Reputation: 922
I have written my own ImagePanel using one of previous topics here:
import java.awt.Graphics;
import java.awt.image.BufferedImage;
import javax.swing.JPanel;
public class ImagePanel extends JPanel{
private BufferedImage image = null;
public ImagePanel(BufferedImage im) {
image = im;
}
@Override
public void paintComponent(Graphics g) {
super.paintComponent(g);
g.drawImage(image, 0, 0, null);
}
}
And then I thought it would be nice to add this panel on the normal JPanel(it would be easier to put it on the frame using this all NetBeans stuff). So I added one, NetBeans generated me some code:
private javax.swing.JPanel pnlImagePanel;
And here it comes the moment when I would like to show image, so:
File selectedFile = new File(path);
try {
image = ImageIO.read(selectedFile);
} catch(IOException ex) {
throw new RuntimeException(ex);
}
ImagePanel imPanel = new ImagePanel(image);
this.pnlImagePanel = imPanel;
this.pnlImagePanel.repaint();
Problem is obvious - I got no result.

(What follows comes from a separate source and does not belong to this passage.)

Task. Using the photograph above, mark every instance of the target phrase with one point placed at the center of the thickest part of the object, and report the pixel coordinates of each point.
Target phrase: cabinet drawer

Shouldn't it work? I've overriden the method paintComponent, so polymorphism should fire. Or is something missing to me?
Upvotes: 2
Views: 155
Reputation: 11
import java.awt.BorderLayout;
import java.awt.Graphics;
import javax.swing.ImageIcon;
/**
* imagePanel
* @author zhangqi [email protected]
* @date Jan 10, 2013 4:45:05 PM
* @version V1.0
*/
public class ImagePanel extends JPanel
{
private static final long serialVersionUID = 1L;
private BorderLayout borderLayout = new BorderLayout();
private ImageIcon image = null;
public ImagePanel(ImageIcon image)
{
this.image = image;
this.setLayout(borderLayout);
}
protected void paintComponent(Graphics g)
{
setOpaque(true);
super.paintComponent(g);
if (image != null)
g.drawImage(image.getImage(), 0, 0, this.getWidth(),
this.getHeight(), this);
}
public ImageIcon getImage()
{
return image;
}
public void setImage(ImageIcon image)
{
this.image = image;
}
}
Upvotes: 1
Reputation: 159864
Just assigning an member variable pnlImagePanel
to your ImagePanel
will not work, you would have to add the panel to the JPanel
container:
pnlImagePanel.add(imPanel);
You will need to give imPanel
a size so that the image can be seen. The easiest approach would be to use a layout manager that allows the child panel occupy the maximum area. Rather than the default FlowLayout
, you could use GridLayout
:
pnlImagePanel.setLayout(new GridLayout());
Calling repaint
is unnecessary here. The paint chain mechanism will ensure that your panels are painted.
Upvotes: 6
Reputation: 21233
Override getPrefferedSize()
in ImagePanel
to return image size, ie:
@Override
public Dimension getPreferredSize() {
if (image == null) {
return super.getPreferredSize();
}
return new Dimension(image.getWidth(this), image.getHeight(this));
}
And, yes, don't forget to add the image panel to the container as suggested by @Reimeus. +1 to him.